Leg 2 – The lines are now drawn and our Targa STI is growing its claws

You really need to sleep as well as possible when tackling the six-day endurance race that is Targa Newfoundland, but that is easier said than done. As a driver, you must first let the adrenalin consume itself in your veins after the utter thrill that is the in-town stage at Gander at the end of Leg Two, run at dusk on Tuesday,

Then, you sign and hand out piles of hero cards, posters, baseball hats and the likes during the car show in the Gander arena, look for results, file claims or go hunting for parts to fix your car. The variations are limitless. If you are lucky, you finally get a normal meal and go to sleep before midnight with the alarm set for starting times as early as 7:30. This means up at around 5:30 for these early starters.

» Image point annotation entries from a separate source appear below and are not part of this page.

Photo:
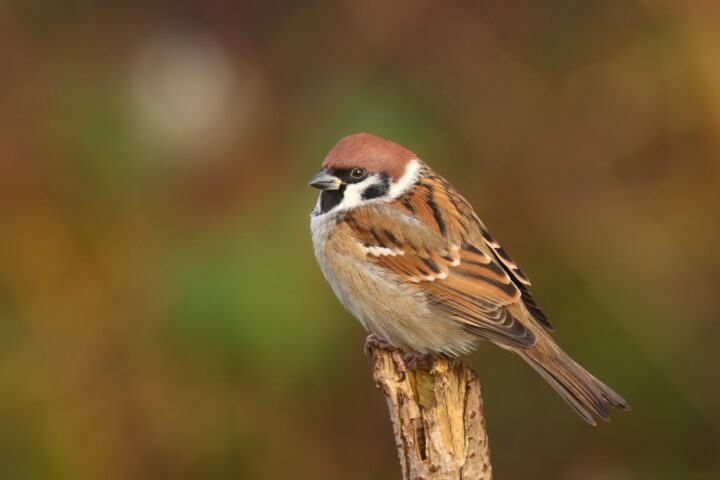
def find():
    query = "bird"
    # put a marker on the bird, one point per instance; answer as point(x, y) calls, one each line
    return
point(409, 258)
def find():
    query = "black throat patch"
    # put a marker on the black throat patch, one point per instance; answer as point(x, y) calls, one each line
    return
point(329, 199)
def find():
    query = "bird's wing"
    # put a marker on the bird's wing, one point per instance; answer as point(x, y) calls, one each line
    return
point(451, 263)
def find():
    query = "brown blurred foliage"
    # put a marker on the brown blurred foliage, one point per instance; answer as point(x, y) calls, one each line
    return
point(161, 314)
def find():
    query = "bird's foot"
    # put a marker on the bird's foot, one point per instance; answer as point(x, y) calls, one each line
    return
point(414, 359)
point(375, 341)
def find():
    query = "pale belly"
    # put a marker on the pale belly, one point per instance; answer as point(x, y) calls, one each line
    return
point(385, 306)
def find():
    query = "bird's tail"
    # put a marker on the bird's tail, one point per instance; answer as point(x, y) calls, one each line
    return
point(582, 391)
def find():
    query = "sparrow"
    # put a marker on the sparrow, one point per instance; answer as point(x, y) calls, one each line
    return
point(408, 257)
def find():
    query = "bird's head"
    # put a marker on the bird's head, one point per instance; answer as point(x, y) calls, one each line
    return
point(361, 169)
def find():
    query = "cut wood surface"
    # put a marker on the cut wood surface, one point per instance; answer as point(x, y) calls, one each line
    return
point(437, 416)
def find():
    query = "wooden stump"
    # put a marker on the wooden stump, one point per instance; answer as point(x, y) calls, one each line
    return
point(438, 419)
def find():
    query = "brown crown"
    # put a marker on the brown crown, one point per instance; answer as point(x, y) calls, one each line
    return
point(373, 153)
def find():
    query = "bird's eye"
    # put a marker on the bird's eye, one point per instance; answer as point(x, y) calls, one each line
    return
point(357, 173)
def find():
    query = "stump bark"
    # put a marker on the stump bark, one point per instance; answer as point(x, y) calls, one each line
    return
point(437, 416)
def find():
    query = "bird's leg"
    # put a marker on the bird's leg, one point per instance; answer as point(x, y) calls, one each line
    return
point(375, 341)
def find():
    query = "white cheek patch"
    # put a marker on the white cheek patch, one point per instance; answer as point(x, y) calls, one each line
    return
point(382, 251)
point(412, 172)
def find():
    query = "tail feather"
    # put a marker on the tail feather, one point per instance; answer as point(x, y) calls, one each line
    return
point(582, 391)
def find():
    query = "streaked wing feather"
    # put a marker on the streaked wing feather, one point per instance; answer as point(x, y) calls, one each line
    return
point(462, 280)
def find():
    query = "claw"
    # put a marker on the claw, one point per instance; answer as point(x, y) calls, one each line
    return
point(413, 359)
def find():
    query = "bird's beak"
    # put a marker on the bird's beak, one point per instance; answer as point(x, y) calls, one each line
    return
point(324, 181)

Then, you have crazies like fellow journalist + Targa competitor + Targa cofounder + dear friend Jim Kenzie and I who write blogs and such after all this. With his off-road adventure in last year’s Targa, Jim has promised to sleep more (read for yourself in his blog on the Wheels.ca site at http://thestar.blogs.com/kenzie) and co-driver Brian Bourbonniere told me last night that Jim, usually a night owl, was all tucked in at 11:00 and keeping his promised.

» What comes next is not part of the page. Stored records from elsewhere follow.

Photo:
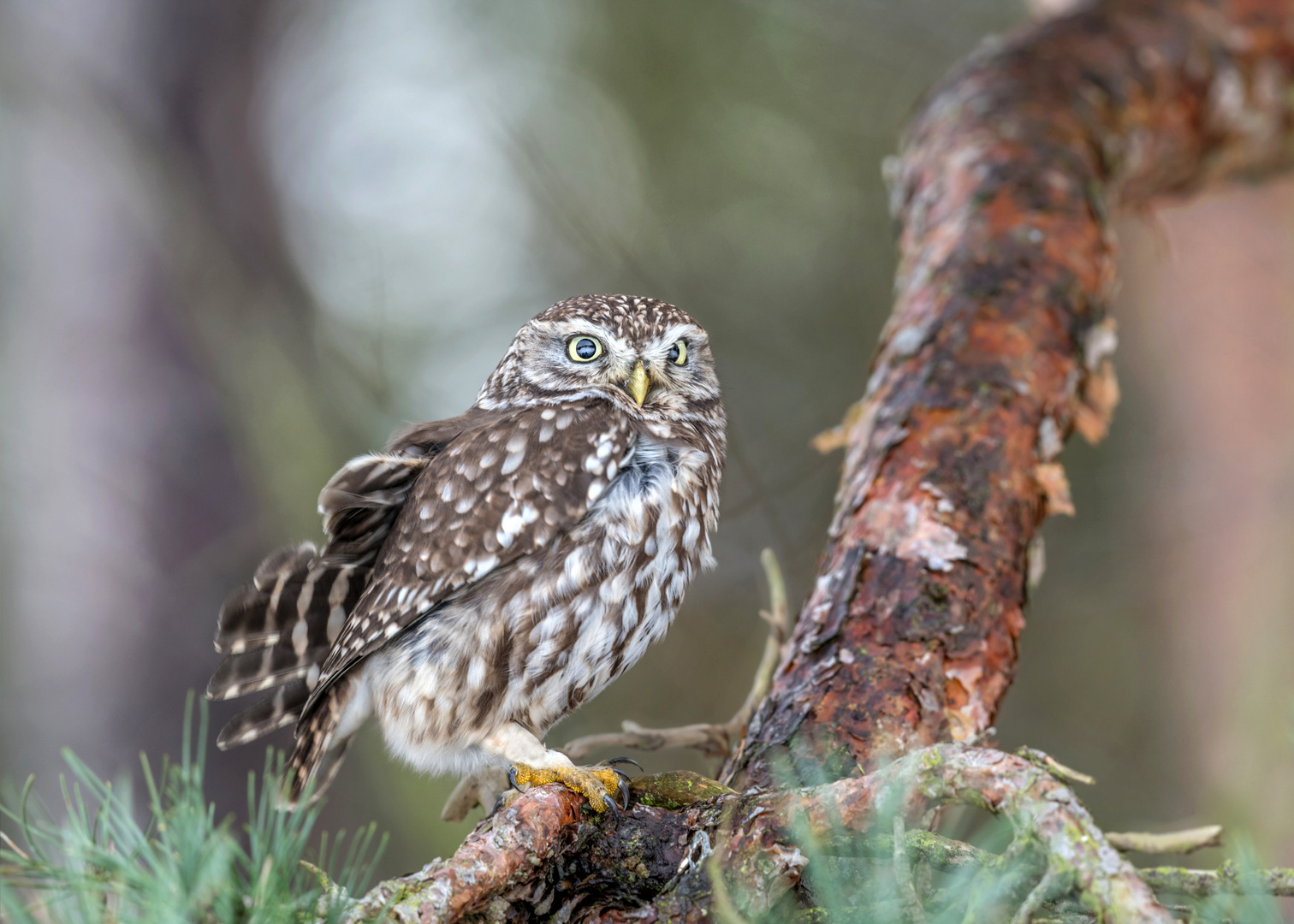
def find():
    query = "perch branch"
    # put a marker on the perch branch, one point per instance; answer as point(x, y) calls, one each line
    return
point(520, 857)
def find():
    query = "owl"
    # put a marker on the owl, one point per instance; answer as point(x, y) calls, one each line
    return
point(485, 575)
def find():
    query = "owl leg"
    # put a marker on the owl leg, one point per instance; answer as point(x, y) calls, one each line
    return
point(536, 765)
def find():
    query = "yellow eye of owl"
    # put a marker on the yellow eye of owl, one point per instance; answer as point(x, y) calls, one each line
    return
point(584, 348)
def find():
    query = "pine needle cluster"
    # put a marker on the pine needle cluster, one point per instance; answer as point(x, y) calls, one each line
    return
point(171, 861)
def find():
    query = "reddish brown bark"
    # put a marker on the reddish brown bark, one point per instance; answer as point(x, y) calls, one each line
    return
point(996, 350)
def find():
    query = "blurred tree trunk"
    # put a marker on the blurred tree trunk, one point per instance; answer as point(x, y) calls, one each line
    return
point(148, 254)
point(1210, 303)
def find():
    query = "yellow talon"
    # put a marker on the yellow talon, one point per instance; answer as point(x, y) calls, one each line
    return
point(597, 785)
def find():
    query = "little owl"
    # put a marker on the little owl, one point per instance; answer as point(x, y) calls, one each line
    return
point(485, 575)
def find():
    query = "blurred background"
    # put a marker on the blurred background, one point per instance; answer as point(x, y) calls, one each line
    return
point(244, 240)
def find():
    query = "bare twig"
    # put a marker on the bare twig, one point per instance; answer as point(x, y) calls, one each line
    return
point(1055, 767)
point(1228, 880)
point(1172, 841)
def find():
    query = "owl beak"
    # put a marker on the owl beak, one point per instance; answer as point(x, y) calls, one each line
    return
point(638, 383)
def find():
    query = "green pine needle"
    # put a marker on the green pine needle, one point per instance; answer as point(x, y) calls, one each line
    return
point(101, 866)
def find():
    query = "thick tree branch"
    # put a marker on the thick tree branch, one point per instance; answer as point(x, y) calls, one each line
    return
point(996, 350)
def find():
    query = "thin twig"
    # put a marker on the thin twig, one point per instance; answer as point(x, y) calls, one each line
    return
point(909, 903)
point(1055, 767)
point(1228, 880)
point(1172, 841)
point(720, 898)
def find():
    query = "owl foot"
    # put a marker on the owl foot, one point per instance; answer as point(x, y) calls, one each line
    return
point(593, 783)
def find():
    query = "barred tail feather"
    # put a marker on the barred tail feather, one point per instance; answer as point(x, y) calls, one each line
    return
point(276, 631)
point(323, 742)
point(268, 714)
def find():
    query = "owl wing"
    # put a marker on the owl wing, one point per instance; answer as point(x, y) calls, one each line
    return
point(497, 492)
point(276, 631)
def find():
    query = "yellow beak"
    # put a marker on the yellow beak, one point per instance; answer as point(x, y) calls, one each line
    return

I am doing my best but finally turned the light off at about 1:30 this morning after catching up the day’s results, essential emails and downloading photos. At about 5:00, mouth parched, I get a glass of water and the brain kicks in. I have tried counting STIs and Evos taking the famous Camp Brûlé jump at the Baie-des-Chaleurs rally (including Pat Richard’s winning STI on only three tires this year), to no avail. I might as well get up.

The mind is obviously filled with Targa stuff; yesterday’s stages and today’s, the blogs and whether or not our official co-driver Keith Townsend will be able to start Leg Three today. When I finally got to bed, Keith and Stewart were going our for a test drive in the Targa STI to see if he could physically manage it with his cracked ribs.

Leg Two went well for Stewart and I in the Targa STI but we nonetheless ended the day with some penalties, but so did all other Targa competitors save one: 2006 overall winner Glen Clarke and co-driver Andy Proudfoot in the blue Porsche 911 Carrera Glen has built from the shell of a 1976 car he swears he bought on eBay for $300. Glen and Andy share this rare zero score after Leg Two, but Jud Buchanan and Jim Adams are only a second adrift in Jud’s thundering 1967 Acadian Canso. Third are German driver Michael Stoschek and American co-driver Philipp Spaeth in a 1965 Porsche 911 with only three seconds of penalties, followed in fourth by Steve Millen and Mike Monticello in the formidable 620-hp Nissan GT-R Steve has built for his first Targa Newfoundland with 6 seconds in penalties. In fifth place, double overall winners Roy Hopkins and Adrienne Hughes are in their usual strong position, with 8 seconds of penalties, in their multicoloured 1969 BMW 2002.

Subaru Targa’s chief mechanic and co-driver Stewart Hoo and I are now 14th in the overall standings with 35 seconds of penalties. We strangely took four seconds in stage six and another 31 seconds in the tough Gander stage. I am responsible for about a dozen of these seconds after overshooting a turn but was otherwise thrilled with the handling and speed of the Targa STI with the tweaks and settings Stewart and I have come up with after experimenting in previous stages. I know that I can now drive the car hard, with confidence. The coming stages and days will be interesting.

I would be remiss not to mention that eight still carry a perfect score of zero in the Grand Touring competition, including Ferdinand and Christoph Trauttmansdorfff from Ottawa in their 1990 BMW 325i. Ferdinand was surprised that I remembered lending him a wheel so that he could compete in a race in his Honda Civic in 1988 at Sanair. He had broken two after running over the formerly-infamous Sanair curbs.

Gotta wrap this up now. Our Targa start time beckons for Leg Three.